9.1. Pulling the Largest Model First

Beginners often start with the largest available model (70B+), which requires 40+ GB of RAM and a powerful GPU. Start with a 3B or 7B model. These run on most consumer hardware and give you a working setup in minutes rather than hours.

9.2. Forgetting the Ollama Server Must Be Running

The ollama run command starts an interactive session and also launches the background server. But if you use the API directly (Python SDK, curl), you need ollama serve running separately. If API calls time out, check that the server is active on port 11434.

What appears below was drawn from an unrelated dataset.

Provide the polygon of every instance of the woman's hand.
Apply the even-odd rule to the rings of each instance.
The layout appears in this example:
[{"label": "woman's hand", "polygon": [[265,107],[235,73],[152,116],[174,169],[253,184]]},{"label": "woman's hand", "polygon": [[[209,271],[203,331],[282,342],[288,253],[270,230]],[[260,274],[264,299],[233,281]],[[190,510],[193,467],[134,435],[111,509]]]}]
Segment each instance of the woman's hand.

9.3. Using the Wrong Python Package

There are two Python Ollama packages: ollama (the official library) and langchain-ollama (for LangChain integration). The official ollama package provides a simpler API for direct use. The LangChain integration wraps it for chain-based workflows. Pick one — do not install both unless you need LangChain features.

Frequently Asked Questions

Is Ollama really free?

Yes. Ollama is fully open-source and free. The models are free too. You pay nothing — just your own electricity.

Can I use Ollama without a GPU?

Absolutely. Ollama automatically falls back to CPU. 3B models run smoothly on CPU; 7B models are usable but slower.

Is my data private when using Ollama?

Yes. Everything runs on your machine. No data is sent to any server. No telemetry unless you opt in.